COVID-19 patients treated with extracorporeal membrane oxygenation (ECMO) appear to have a much lower mortality rate than initial early reports suggested.
ECMO has been utilized in COVID-19 patients with acute respiratory distress syndrome (ARDS) and hypoxemia that fails to respond to standard treatment. But early case series suggested a high mortality rate—topping 90 percent.
In Annals of Surgery, researchers report the largest U.S. study to date evaluating outcomes of 1,182 COVID-19 patients with ARDS who received ECMO therapy at 155 U.S. academic medical centers and their affiliates between April and September 2020.
Most patients were age 50 or younger (58 percent), 37 percent were 51 to 64 years-old, and about 5 percent were 65 years or older; 71 percent were male and race/ethnicity was mixed, including 32 percent Caucasian, 22 percent Black, 5 percent Asian, 38 percent Hispanic and 41 percent unknown/other.
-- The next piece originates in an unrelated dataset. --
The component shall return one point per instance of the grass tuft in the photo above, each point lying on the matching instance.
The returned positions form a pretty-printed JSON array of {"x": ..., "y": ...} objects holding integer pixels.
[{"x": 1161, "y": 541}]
The in-hospital mortality rate was 45.9 percent, far lower than initial early reports and refuting previous reports of futility for ECMO in COVID-19 patients with ARDS, report Dr. Ninh T. Nguyen of the University of California, Irvine Medical Center and colleagues.
The in-hospital mortality rate increased with age, from 25.2 percent for those in the youngest age group (1 to 30 years), to 42.2 percent for those 31 to 50 years; 53.2 percent for the 51- to 64-year-olds; and 73.7 percent for those aged 65 and older.
Analysis of a subset of COVID-19 patients with ARDS managed with versus without ECMO showed relatively high in-hospital mortality for both groups (44.6 percent with ECMO and 37.9 percent without ECMO, P<0.01).
“This likely represents the efficacy of ECMO as a salvage therapy which is applied to patients who have failed conventional ventilatory support,” the authors say.
Overall, they say their data showing greater than 50 percent survival “supports the provision in the use of ECMO for COVID-19-related ARDS.”
Their comparative analysis also demonstrated that the use of ECMO therapy significantly increased the length of stay as well as hospitalization cost “and therefore selection for ECMO therapy should be taken within the context of available institutional resources,” they advise.
They call for further research to determine which subsets of patients with COVID-19 would benefit the most from ECMO therapy.
The study had no specific funding. Dr. Nguyen has served as a speaker for Olympus and Endogastric Solutions.